Оглянулся, крикнул сдавленно, сквозь спазмы и дрожь:
– Суки! Уроды вонючие!
Машинально пошел в ту сторону, где жили родители. Остановился. «И что? Что там?» И впервые в жизни почувствовал себя по-настоящему одиноким, бездомным… Вот так же, наверно, стоят посреди улицы люди, ставшие бомжами. Перед первой ночью…
Дергающейся рукой достал пачку «Примы» с фильтром, вытряхнул сигарету. Кое-как закурил, несколько раз глубоко затянулся. Во рту стало горько и вонько, словно там сожгли паклю. Сбил уголек, сунул длинный окурок обратно в пачку. Еще пригодится…
Подошел ближе к берегу пруда, присел на траву. Собрал по карманам деньги, пересчитал. Пятьсот двадцать рублей. Прилично. С такими деньгами можно попытаться начать сначала… Встал и пошагал к автобусной остановке у въезда в деревню. Торопился, подгонял себя, хотя до автобуса оставалось еще больше часа; изо всех сил себя убеждал, что больше не увидит ни жены с ее уродами, ни своих родителей, притащивших его сюда, в эту яму. Никакого Олегжона не увидит, ни вообще…
– На хрен, – шептал злобно, решительно, – на хрен надо. Гнийте тут сами, а мне… мне на хрен не надо!..
В конце мая, после посадки картошки, Николай Михайлович навалился на стройку. Дозалил фундамент, купил пять кубометров бруса и выложил при помощи самодельного крана-балки пять венцов. Появились очертания будущего просторного дома.
Дальнейшее строительство остановило отсутствие денег.
Снова стали ездить с женой за жимолостью, оставляя дом без присмотра; каждый раз, возвращаясь, ожидая увидеть дверь сорванной, вещи в избе – разбросанными, запасы спирта – опустошенными… Но, видимо, Елтышева побаивались – не лезли.
Сын жил в городе, работал. Приезжал изредка – помыться, поесть супа… В городе он устроился в бригаду, переделывающую первые этажи жилых домов в магазины. Жил в общежитии музучилища – бригада снимала там комнату: поставили три двухъярусные кровати.

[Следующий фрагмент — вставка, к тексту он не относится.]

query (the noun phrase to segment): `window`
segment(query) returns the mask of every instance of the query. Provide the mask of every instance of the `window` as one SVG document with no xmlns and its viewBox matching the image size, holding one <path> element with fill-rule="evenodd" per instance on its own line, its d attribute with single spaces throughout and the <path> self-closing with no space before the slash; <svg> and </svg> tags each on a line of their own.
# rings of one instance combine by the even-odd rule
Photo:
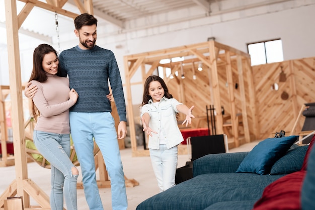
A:
<svg viewBox="0 0 315 210">
<path fill-rule="evenodd" d="M 247 48 L 252 66 L 283 61 L 281 39 L 248 44 Z"/>
</svg>

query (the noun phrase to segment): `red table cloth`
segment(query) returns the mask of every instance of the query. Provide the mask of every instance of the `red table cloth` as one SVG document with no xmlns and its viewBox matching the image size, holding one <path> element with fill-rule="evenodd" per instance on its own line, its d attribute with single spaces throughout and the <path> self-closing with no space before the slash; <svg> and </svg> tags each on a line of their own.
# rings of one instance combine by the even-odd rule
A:
<svg viewBox="0 0 315 210">
<path fill-rule="evenodd" d="M 192 129 L 181 129 L 181 132 L 182 133 L 183 138 L 184 138 L 184 141 L 182 142 L 182 144 L 187 144 L 186 139 L 188 137 L 191 137 L 193 136 L 208 136 L 209 135 L 208 129 L 203 128 Z"/>
</svg>

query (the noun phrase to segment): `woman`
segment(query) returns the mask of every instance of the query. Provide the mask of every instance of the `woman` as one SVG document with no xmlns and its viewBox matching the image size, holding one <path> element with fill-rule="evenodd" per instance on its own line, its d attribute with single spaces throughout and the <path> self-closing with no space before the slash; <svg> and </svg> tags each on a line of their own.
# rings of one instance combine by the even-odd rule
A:
<svg viewBox="0 0 315 210">
<path fill-rule="evenodd" d="M 149 135 L 148 147 L 160 191 L 175 185 L 178 145 L 184 139 L 178 128 L 178 113 L 186 115 L 186 126 L 195 117 L 190 109 L 180 103 L 169 92 L 162 78 L 150 76 L 144 83 L 141 112 L 143 131 Z"/>
<path fill-rule="evenodd" d="M 69 80 L 59 76 L 59 61 L 56 51 L 43 44 L 35 48 L 30 86 L 36 85 L 32 97 L 33 114 L 37 123 L 34 142 L 37 150 L 51 164 L 52 209 L 63 209 L 63 195 L 68 210 L 77 209 L 76 181 L 78 171 L 70 160 L 69 108 L 78 95 L 70 90 Z"/>
</svg>

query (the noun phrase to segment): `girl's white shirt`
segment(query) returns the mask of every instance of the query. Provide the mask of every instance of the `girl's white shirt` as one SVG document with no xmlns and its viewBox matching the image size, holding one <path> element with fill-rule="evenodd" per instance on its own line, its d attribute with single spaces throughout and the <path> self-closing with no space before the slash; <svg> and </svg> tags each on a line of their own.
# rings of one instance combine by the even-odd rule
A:
<svg viewBox="0 0 315 210">
<path fill-rule="evenodd" d="M 160 144 L 166 144 L 170 149 L 184 141 L 176 119 L 176 113 L 179 112 L 177 107 L 182 104 L 175 98 L 164 96 L 159 102 L 154 103 L 150 99 L 148 103 L 142 106 L 141 117 L 148 113 L 149 127 L 158 133 L 151 133 L 152 136 L 149 136 L 149 149 L 159 149 Z"/>
</svg>

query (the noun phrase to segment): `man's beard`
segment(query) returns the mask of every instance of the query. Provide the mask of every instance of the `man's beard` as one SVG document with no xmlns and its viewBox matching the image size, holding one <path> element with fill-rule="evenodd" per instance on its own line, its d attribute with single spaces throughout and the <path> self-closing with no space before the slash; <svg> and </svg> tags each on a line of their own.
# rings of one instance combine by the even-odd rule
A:
<svg viewBox="0 0 315 210">
<path fill-rule="evenodd" d="M 96 40 L 94 40 L 94 41 L 93 41 L 93 43 L 92 44 L 88 44 L 87 43 L 87 42 L 83 41 L 81 40 L 80 40 L 80 43 L 81 43 L 81 44 L 82 45 L 83 45 L 84 46 L 85 46 L 87 48 L 92 49 L 93 47 L 94 47 L 94 45 L 95 45 L 95 41 L 96 41 Z"/>
</svg>

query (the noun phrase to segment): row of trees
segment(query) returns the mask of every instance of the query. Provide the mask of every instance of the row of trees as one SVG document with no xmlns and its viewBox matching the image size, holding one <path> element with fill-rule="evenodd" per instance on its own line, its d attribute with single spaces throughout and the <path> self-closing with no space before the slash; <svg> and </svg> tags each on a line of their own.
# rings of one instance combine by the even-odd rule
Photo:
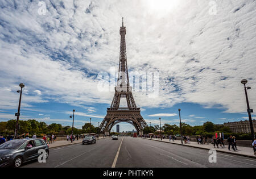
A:
<svg viewBox="0 0 256 179">
<path fill-rule="evenodd" d="M 165 124 L 162 127 L 162 134 L 166 135 L 180 135 L 179 126 Z M 148 134 L 150 132 L 159 134 L 160 127 L 159 125 L 147 127 L 144 128 L 143 134 Z M 234 134 L 228 127 L 224 125 L 214 124 L 211 122 L 207 122 L 203 126 L 191 126 L 185 123 L 181 123 L 181 131 L 183 135 L 198 136 L 204 135 L 211 138 L 215 133 L 224 132 L 224 136 L 235 135 L 237 139 L 250 140 L 251 137 L 249 134 Z"/>
<path fill-rule="evenodd" d="M 11 119 L 7 122 L 0 122 L 0 134 L 13 135 L 15 128 L 16 120 Z M 98 127 L 94 127 L 90 123 L 85 123 L 82 129 L 73 128 L 74 134 L 82 134 L 89 133 L 100 133 Z M 40 136 L 44 134 L 51 135 L 67 135 L 72 134 L 72 127 L 71 126 L 62 126 L 61 124 L 52 123 L 47 124 L 44 122 L 38 122 L 35 119 L 19 121 L 18 135 L 29 133 L 30 135 L 36 134 Z"/>
</svg>

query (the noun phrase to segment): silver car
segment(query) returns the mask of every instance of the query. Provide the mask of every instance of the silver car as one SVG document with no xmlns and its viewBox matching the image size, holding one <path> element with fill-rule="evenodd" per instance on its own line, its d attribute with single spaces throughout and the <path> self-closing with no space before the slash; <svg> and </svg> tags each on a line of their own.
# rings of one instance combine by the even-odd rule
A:
<svg viewBox="0 0 256 179">
<path fill-rule="evenodd" d="M 0 145 L 0 167 L 20 167 L 23 163 L 37 159 L 40 149 L 49 156 L 49 146 L 43 139 L 23 139 L 12 140 Z"/>
</svg>

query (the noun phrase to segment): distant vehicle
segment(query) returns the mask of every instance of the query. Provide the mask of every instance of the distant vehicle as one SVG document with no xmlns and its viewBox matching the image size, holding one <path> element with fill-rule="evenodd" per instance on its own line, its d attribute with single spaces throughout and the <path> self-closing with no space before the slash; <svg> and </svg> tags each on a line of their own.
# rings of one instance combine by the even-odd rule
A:
<svg viewBox="0 0 256 179">
<path fill-rule="evenodd" d="M 49 146 L 43 139 L 22 139 L 8 141 L 0 145 L 0 167 L 20 167 L 22 164 L 37 159 L 40 149 L 49 157 Z"/>
<path fill-rule="evenodd" d="M 96 139 L 94 136 L 85 136 L 85 138 L 82 140 L 82 145 L 86 144 L 92 144 L 92 143 L 96 143 Z"/>
</svg>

– И что, вас там шесть человек? – с удивлением и беспокойством спросила Валентина Викторовна, когда Артем рассказал.
– Ну да. – И так посмотрел на мать, на отца, что дальнейшие расспросы прекратились – казалось, вот-вот начнет сам задавать вопросы. И кончится всё снова скандалом.
Николай Михайлович вообще опасался вступать в разговоры с ним. Не хотелось ссориться, да и просто ссорой, дойди до нее, дело, видимо, не ограничится – Артем за эти два месяца заметно изменился. Не то чтобы окреп, но во взгляде, в движениях, в тех редких фразах, что произносил, чувствовались вызов и угроза. Бравировал своим нынешним положением почти бича (в их бригаде все, кроме него, были бывшие зэки, бездомные, запойно пьющие) и всем своим видом показывал: «Вот каким я сделался. И всё из-за вас». Что-то появилось в нем такое же, что было у Дениса, когда тот вернулся из армии, – приблатненность появилась.